Valentine’s day reminds me that I need to take care of my roses!

1. Roses generally do better with good air circulation. Therefore, make sure they are not crowded by mixed plantings from near by or by excess dead wood or canes within the bush or vine itself.

2. While pruning your rosebushes, trim or snip back shoots or branches closing in on the bushes. Roses need space to be healthy.

3. Cut hybrid teas, grandifloras, and floribundas back by one third to one half. This produces fewer but larger flowers on long stems for cutting and adding to your spring floral arrangements.

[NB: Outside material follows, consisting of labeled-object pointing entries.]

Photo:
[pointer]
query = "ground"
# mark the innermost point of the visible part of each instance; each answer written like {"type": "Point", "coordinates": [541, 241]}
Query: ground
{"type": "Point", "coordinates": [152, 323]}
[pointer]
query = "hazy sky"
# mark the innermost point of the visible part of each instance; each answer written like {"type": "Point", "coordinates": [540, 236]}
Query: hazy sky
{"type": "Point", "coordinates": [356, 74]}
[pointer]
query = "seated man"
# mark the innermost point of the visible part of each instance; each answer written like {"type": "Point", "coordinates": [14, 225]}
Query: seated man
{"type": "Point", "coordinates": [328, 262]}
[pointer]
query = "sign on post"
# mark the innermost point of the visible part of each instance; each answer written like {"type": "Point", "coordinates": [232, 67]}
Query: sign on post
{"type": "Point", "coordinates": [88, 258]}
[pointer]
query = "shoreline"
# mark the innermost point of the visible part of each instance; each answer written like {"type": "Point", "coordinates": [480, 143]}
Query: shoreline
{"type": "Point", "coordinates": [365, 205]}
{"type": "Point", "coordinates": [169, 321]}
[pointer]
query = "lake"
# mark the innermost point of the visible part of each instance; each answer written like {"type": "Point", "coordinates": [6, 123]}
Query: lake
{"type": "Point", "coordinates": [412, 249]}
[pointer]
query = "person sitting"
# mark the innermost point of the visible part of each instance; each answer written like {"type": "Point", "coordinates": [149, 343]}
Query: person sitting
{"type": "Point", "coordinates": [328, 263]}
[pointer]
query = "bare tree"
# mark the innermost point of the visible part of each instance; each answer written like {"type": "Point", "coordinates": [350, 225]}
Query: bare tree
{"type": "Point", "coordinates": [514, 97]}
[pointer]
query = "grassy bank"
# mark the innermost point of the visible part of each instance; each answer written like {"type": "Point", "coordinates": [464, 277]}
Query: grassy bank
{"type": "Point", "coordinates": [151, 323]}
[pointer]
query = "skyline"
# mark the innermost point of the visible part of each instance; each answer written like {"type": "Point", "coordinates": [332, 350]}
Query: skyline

4. Old garden roses, shrub roses, miniatures and repeat blooming climbers can be cut to the personal taste of the gardener. Prune only to control their size and produce a pleasing, balanced shape.

5. Do not fertilize till the end of the month. If you’ve used your rich, home-grown compost and covered the roots well with several inches of shredded leaves, you don’t need to fertilize with anything else extra.

6. If your roses have blackspot, collect and dispose of the leaves in your green dumpster, NOT in the compost pile! Don’t allow the yellowed fallen leaves to remain on the ground. Continue this sanitary practice throughout the growing season.

Sit back and watch the grand display of blooms just around the corner!

Have your roses recovered from the blight that has spread through Texas these last few years?

But I linger to prayerfully say . . . bring roses and lilies and summer and shine while the fire is talking of snow.